Oleh karena itu, ia mengimbau agar masyarakat tetap taat protokol kesehatan 3M walaupun di situasi endemi sekali pun.
“Karena status endemi ini memiliki makna bahwa suatu wabah penyakit yang penyebarannya tidak secepat dan seluas pandemi namun masih menjadi ancaman bagi kesehatan, sehingga masyarakat tidak boleh abai terhadap prokes 3M,” ujar dia.
Laura mencontohkan beberapa kasus endemi di Indonesia, seperti Demam Berdarah Dengue (DBD) dan flu burung. Meski berstatus endemi, jika terjadi outbreak dan tidak ada upaya intervensi, maka penyakit tersebut bisa kembali menjadi wabah yang mengancam.
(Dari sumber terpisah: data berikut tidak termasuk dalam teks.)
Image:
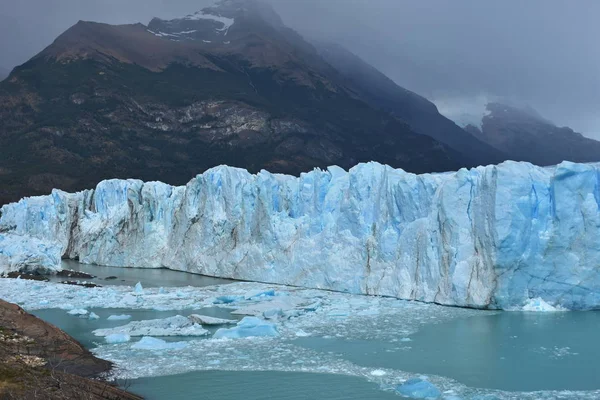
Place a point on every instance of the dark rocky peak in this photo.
(525, 135)
(227, 20)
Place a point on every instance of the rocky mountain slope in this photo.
(227, 85)
(418, 112)
(526, 136)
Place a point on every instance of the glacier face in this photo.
(489, 237)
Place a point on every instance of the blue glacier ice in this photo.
(418, 389)
(117, 338)
(248, 327)
(490, 237)
(151, 343)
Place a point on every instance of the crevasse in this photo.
(489, 237)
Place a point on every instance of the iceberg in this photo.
(117, 338)
(206, 320)
(121, 317)
(248, 327)
(418, 388)
(150, 343)
(172, 326)
(490, 237)
(78, 311)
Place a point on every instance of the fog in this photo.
(459, 53)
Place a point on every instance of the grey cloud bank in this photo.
(540, 52)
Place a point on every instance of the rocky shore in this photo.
(39, 361)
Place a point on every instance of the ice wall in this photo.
(492, 236)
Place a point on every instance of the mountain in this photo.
(227, 85)
(524, 135)
(418, 112)
(3, 73)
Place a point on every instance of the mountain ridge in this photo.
(105, 101)
(527, 136)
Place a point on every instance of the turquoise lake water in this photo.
(509, 351)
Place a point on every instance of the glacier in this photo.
(489, 237)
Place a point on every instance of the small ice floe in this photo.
(418, 388)
(138, 289)
(539, 305)
(78, 311)
(206, 320)
(172, 326)
(117, 338)
(248, 327)
(227, 299)
(121, 317)
(151, 343)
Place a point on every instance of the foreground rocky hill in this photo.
(39, 361)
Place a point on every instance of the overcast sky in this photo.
(459, 53)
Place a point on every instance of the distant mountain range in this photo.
(3, 73)
(230, 84)
(524, 135)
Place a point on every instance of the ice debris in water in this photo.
(151, 343)
(257, 294)
(206, 320)
(139, 289)
(78, 311)
(172, 326)
(228, 299)
(539, 305)
(418, 388)
(248, 327)
(117, 338)
(119, 317)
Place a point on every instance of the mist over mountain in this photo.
(229, 84)
(455, 50)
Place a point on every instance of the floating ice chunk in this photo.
(539, 305)
(264, 293)
(139, 289)
(119, 317)
(206, 320)
(227, 299)
(274, 313)
(78, 311)
(418, 388)
(248, 327)
(117, 338)
(151, 343)
(378, 372)
(172, 326)
(301, 333)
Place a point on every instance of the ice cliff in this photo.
(491, 237)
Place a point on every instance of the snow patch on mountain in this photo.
(203, 15)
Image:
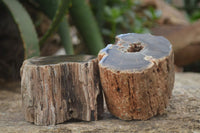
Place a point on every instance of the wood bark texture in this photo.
(133, 92)
(57, 89)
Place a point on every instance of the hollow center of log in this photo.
(135, 47)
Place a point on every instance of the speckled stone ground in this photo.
(182, 115)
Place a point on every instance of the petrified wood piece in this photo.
(137, 75)
(56, 89)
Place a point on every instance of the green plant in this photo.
(56, 10)
(121, 16)
(24, 22)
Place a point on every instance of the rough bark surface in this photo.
(137, 94)
(57, 89)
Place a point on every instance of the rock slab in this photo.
(182, 114)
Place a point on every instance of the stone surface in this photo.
(182, 115)
(137, 75)
(59, 88)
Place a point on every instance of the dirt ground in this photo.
(182, 114)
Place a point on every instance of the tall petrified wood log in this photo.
(137, 75)
(60, 88)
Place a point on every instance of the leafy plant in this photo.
(24, 22)
(121, 16)
(56, 10)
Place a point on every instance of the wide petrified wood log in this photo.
(137, 75)
(60, 88)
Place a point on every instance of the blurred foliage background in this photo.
(41, 27)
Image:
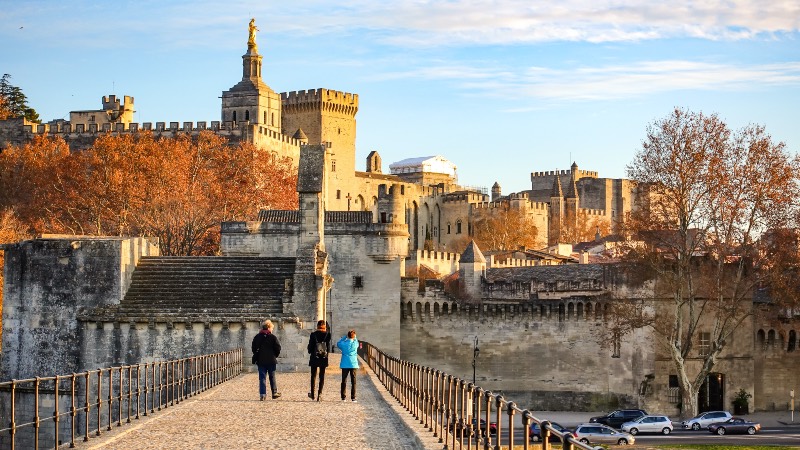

Ketika status Covid-19 diturunkan menjadi endemi, Laura mengingatkan agar pemerintah tetap melaksanakan upaya monitoring terhadap kasus Covid-19. Tak lupa, ia meminta agar penerapan protokol kesehatan tetap dilakukan, minimal memakai masker saat keluar rumah sehingga bisa meminimalisir ledakan kasus Covid-19.
“Sistem surveilans Covid-19 tetap harus dilakukan dan ditingkatkan oleh pemerintah meskipun nantinya status Covid-19 menjadi endemi. Masyarakat juga harus bijak dalam melakukan aktivitas sosial supaya bisa mencegah terjadinya peningkatan kasus yang signifikan,” ucapnya.